Uncertainty Estimation

The next often-cited issue is that of model uncertainty estimation: a model’s ability to specify how certain it is of any prediction it generates. ML models can output probabilities, which are often interpreted as the model’s confidence level for each class (e.g., medical condition). Ideally, these probabilities would be calibrated: given 10 samples for which a model specified a probability of 0.8 for class c, in expectation, we would assume 8 of them belong to c. However, this does not hold in modern DL-based models (20), and thus outputs cannot be directly used to define classification thresholds based on desired levels of confidence. ML researchers typically mitigate this limitation by employing a plot of sensitivity versus the complement of specificity (ROC) to select a classification probability threshold providing a reasonable trade-off between these measures for the given task (21). However, medical applications often operate in error regimes in which such an analysis misrepresents relevant clinical performance (13). Worse, a recent meta-analysis in The Lancet found that many AI-based medical-imaging papers set thresholds arbitrarily to 0.5 without justification (5). Moreover, even when selecting the optimal threshold in term of ROC, no guarantees are provided regarding the statistical properties of the model’s predictions, such as confidence intervals or P values. Although it is generally not possible, in practice, to obtain provable statistical guarantees on performance (as it requires knowledge of the true data distribution), adherence to requirements on metrics such as sensitivity or specificity is nevertheless a critical metric considered in clinical evaluation during prospective studies. Thus, estimating predictions’ level of uncertainty and quantifying their statistical robustness are key to cultivating trust among clinicians (1, 19) and may even be more important than improving accuracy (14). Therefore, we define this need as the ability of the system to provide 1) an uncertainty estimation for each prediction and 2) uphold out-of-sample statistical significance requirements specific to the medical task at hand: for example, a model for screening tasks that reports a prediction’s SD per person (1) while maintaining a predefined false-positive rate (2).

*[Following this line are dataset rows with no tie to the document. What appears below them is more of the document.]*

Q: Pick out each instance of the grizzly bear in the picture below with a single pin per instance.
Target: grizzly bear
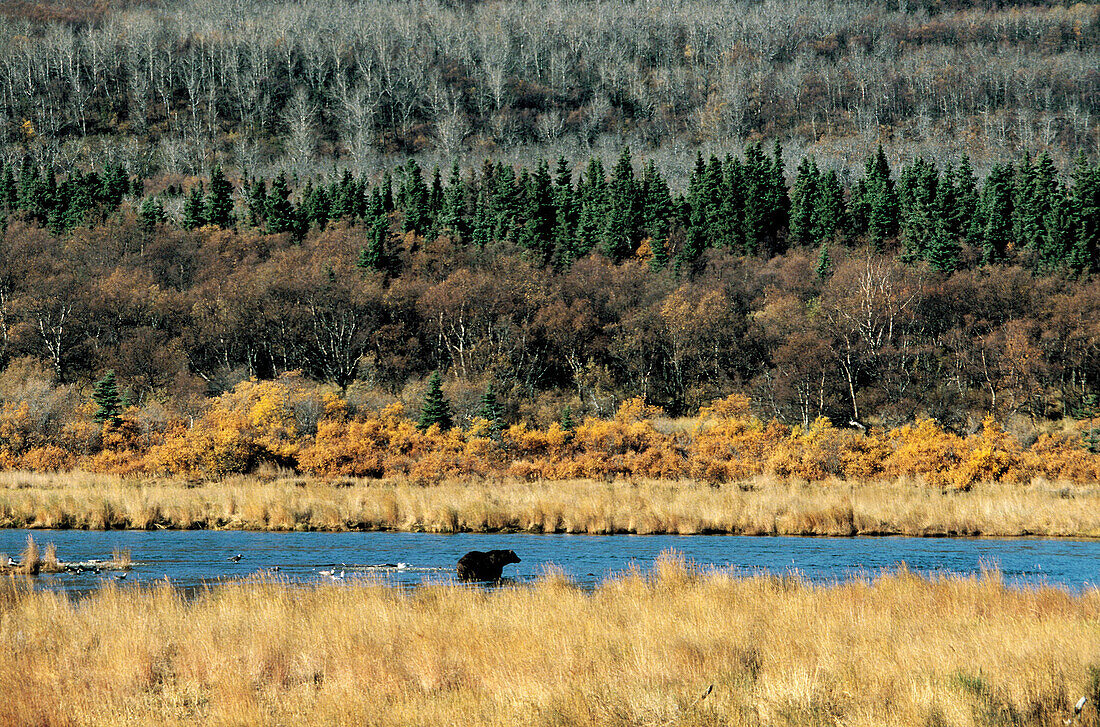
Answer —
(476, 565)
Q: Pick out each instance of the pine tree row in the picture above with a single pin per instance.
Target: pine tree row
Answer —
(1022, 212)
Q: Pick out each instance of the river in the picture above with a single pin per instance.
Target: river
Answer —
(191, 558)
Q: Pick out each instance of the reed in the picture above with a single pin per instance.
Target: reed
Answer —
(761, 505)
(670, 646)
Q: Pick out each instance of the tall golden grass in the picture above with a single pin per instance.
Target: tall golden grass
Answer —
(672, 646)
(761, 505)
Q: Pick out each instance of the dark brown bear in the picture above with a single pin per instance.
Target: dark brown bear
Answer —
(476, 565)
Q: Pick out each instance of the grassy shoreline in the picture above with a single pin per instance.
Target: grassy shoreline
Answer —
(759, 506)
(669, 646)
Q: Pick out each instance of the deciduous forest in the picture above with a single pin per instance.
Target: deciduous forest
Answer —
(883, 219)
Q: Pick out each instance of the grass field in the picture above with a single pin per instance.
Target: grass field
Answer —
(670, 646)
(760, 506)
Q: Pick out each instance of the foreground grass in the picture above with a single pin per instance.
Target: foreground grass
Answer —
(642, 649)
(760, 506)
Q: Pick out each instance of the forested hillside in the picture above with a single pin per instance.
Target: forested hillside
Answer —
(865, 213)
(924, 292)
(301, 85)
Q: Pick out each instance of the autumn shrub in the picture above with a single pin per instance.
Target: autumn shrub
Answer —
(48, 458)
(992, 455)
(925, 450)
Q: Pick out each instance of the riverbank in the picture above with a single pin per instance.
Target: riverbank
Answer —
(756, 506)
(671, 646)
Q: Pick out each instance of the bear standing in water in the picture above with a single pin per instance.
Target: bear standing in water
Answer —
(476, 565)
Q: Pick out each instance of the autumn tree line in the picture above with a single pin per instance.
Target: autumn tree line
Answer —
(908, 293)
(270, 84)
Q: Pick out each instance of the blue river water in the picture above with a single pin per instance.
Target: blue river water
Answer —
(189, 559)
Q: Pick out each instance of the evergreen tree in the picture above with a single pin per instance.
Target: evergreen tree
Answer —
(257, 202)
(279, 215)
(618, 235)
(997, 213)
(106, 396)
(1059, 226)
(567, 419)
(151, 213)
(824, 264)
(592, 194)
(881, 200)
(539, 213)
(804, 202)
(375, 256)
(343, 198)
(194, 208)
(565, 209)
(452, 211)
(219, 200)
(966, 221)
(436, 409)
(414, 199)
(9, 193)
(829, 213)
(1085, 253)
(507, 204)
(917, 189)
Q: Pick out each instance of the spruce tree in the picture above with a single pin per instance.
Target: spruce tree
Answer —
(279, 213)
(452, 211)
(593, 204)
(567, 419)
(342, 197)
(219, 200)
(436, 409)
(618, 237)
(881, 200)
(1085, 255)
(9, 193)
(106, 396)
(257, 204)
(194, 208)
(539, 213)
(824, 264)
(151, 213)
(829, 213)
(997, 213)
(565, 208)
(414, 199)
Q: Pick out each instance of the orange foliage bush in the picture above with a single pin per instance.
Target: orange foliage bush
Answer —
(293, 423)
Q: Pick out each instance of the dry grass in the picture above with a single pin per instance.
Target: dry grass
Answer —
(640, 650)
(762, 506)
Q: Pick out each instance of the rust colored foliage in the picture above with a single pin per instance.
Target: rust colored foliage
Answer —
(297, 426)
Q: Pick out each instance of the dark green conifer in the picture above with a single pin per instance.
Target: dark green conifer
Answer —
(824, 263)
(618, 235)
(452, 211)
(279, 215)
(804, 202)
(194, 208)
(106, 396)
(257, 202)
(997, 213)
(490, 409)
(219, 200)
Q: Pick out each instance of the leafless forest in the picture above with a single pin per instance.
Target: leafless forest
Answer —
(308, 85)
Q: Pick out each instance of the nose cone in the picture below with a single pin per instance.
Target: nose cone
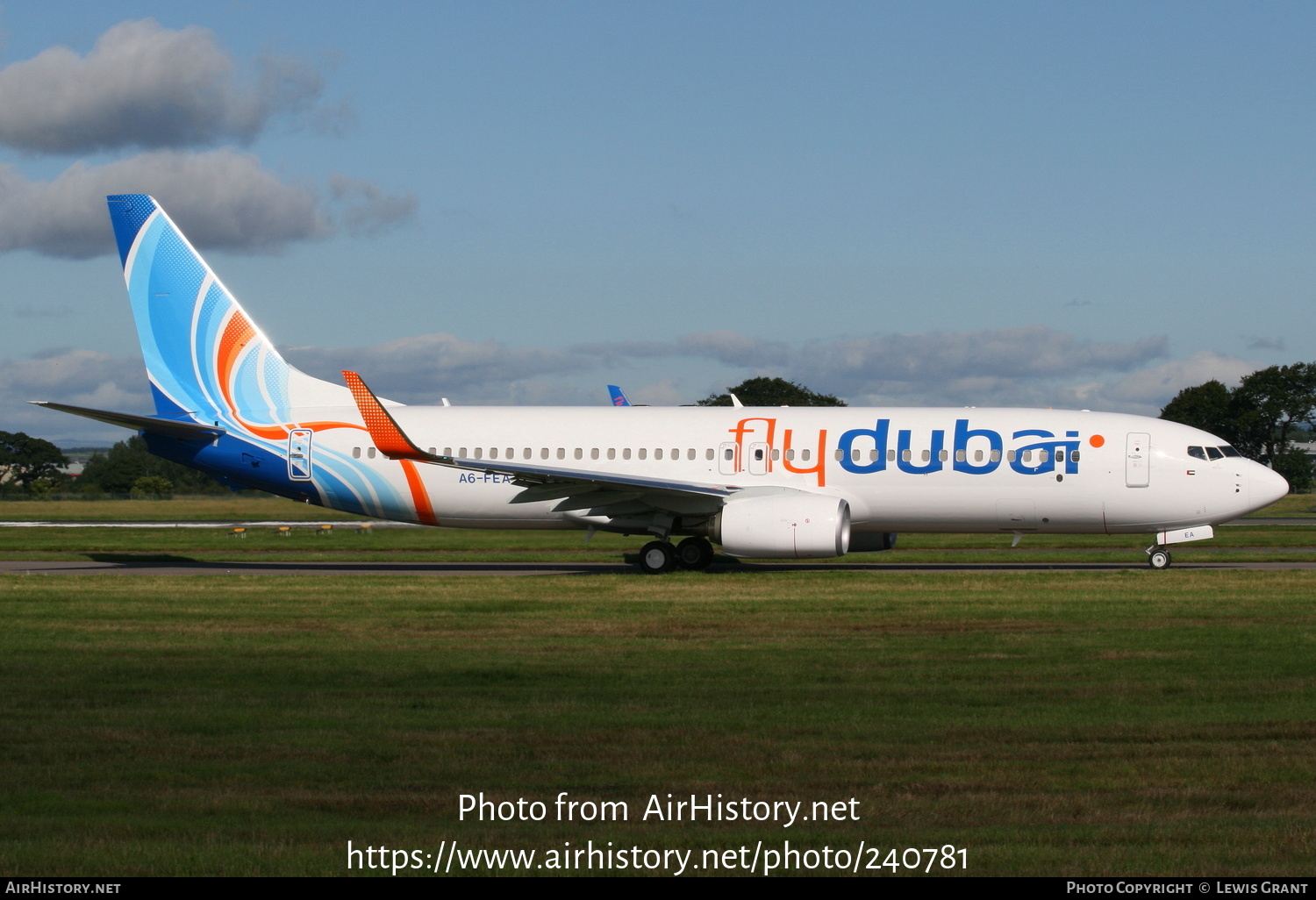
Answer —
(1265, 486)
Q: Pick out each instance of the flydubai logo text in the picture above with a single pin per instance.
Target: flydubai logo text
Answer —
(869, 450)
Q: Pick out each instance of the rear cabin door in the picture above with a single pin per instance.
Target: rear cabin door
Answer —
(299, 454)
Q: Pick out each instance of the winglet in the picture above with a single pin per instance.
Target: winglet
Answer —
(383, 431)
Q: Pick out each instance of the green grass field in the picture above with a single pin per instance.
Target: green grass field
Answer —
(1049, 723)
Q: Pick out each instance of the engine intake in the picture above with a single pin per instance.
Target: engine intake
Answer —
(786, 525)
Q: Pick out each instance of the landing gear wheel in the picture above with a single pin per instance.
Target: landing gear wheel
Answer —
(695, 553)
(1158, 558)
(657, 557)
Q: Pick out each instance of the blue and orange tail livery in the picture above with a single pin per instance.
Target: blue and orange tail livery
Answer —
(204, 357)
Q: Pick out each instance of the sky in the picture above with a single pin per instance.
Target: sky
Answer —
(1079, 204)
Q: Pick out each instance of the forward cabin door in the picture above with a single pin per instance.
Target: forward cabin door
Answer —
(1137, 460)
(726, 461)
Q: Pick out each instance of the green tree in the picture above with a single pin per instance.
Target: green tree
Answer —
(771, 392)
(1261, 418)
(1208, 405)
(25, 460)
(1297, 468)
(118, 468)
(1270, 407)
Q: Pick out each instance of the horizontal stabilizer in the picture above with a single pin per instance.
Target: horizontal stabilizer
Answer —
(186, 431)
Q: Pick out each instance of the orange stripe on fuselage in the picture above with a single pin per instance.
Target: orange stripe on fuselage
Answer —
(424, 511)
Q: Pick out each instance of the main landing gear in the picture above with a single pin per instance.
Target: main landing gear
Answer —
(1158, 557)
(658, 557)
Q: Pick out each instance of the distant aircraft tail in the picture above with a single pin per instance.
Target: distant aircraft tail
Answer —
(204, 357)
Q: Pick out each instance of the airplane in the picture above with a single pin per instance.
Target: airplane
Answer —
(776, 482)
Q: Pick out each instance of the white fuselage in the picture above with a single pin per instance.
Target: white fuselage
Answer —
(899, 468)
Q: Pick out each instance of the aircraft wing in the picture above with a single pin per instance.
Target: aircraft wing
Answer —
(541, 482)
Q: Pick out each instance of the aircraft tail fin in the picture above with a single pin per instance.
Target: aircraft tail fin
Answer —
(204, 357)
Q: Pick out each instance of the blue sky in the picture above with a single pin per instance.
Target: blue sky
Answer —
(900, 203)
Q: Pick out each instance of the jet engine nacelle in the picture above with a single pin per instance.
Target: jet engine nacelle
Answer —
(792, 525)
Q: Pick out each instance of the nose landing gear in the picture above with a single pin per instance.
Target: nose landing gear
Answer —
(1158, 557)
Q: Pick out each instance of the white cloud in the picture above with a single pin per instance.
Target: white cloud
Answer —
(79, 378)
(426, 368)
(220, 199)
(145, 86)
(1148, 389)
(368, 210)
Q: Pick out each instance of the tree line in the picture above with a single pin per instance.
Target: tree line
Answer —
(1262, 418)
(33, 468)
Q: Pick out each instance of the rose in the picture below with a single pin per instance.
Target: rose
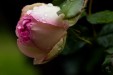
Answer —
(41, 32)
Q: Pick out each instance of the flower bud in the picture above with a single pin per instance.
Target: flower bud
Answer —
(41, 32)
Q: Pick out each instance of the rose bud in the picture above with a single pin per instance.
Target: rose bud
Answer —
(41, 32)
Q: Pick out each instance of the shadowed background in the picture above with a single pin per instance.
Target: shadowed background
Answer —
(13, 62)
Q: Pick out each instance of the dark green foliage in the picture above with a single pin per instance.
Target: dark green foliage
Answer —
(101, 17)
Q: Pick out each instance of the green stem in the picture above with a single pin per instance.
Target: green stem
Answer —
(90, 12)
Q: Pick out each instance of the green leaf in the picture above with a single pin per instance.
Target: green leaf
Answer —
(110, 50)
(106, 36)
(101, 17)
(72, 8)
(57, 2)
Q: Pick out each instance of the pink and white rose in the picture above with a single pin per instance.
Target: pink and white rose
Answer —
(41, 32)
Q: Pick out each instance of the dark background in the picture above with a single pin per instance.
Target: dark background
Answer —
(10, 11)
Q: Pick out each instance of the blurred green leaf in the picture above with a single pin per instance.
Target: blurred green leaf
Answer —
(107, 60)
(106, 36)
(101, 17)
(57, 2)
(110, 50)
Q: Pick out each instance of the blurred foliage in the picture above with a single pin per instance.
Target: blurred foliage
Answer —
(91, 40)
(88, 49)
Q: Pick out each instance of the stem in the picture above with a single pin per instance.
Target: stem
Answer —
(90, 12)
(90, 6)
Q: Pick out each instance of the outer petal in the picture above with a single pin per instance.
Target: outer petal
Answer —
(30, 50)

Heterogeneousness: Handling Data Containing Unknown Medical Conditions or Heterogeneous Mixtures of Conditions

A classification model is typically trained on examples coming from several known classes (e.g., a specific set of medical conditions), in which each example is of a specific class. Given a new example, it assigns a probability to each class, and the class with the highest probability is chosen. When presented with an example from a novel class or an example containing more than one known or unknown class, the model will still output probabilities for the known ones, and the single highest-scoring class will typically be chosen without any indication that, in fact, it “doesn’t know” how to classify such an example. This is highly problematic in medical applications, in which it is virtually impossible to train on labeled data with every possible condition in existence or to only encounter real-world data, which is homogeneous in the classes contained within. Here, we refer to cases in which a patient exhibits a condition that the system was simply not trained to recognize, even though other distribution factors may be similar (e.g., the patient comes from the expected population and the data were recorded in the expected way and using similar devices). In a survey of intensive care unit (ICU) and emergency care doctors, practicing clinicians asserted that a model’s awareness of situations in which it might be inaccurate or irrelevant is a crucial property in order for it to be useful (14). Consequently, we state this need as the ability of the model to 1) clearly convey to the user that it doesn’t know any correct prediction for a given input and 2) correctly detect known classes when the input contains a heterogeneous mix of known and unknown classes.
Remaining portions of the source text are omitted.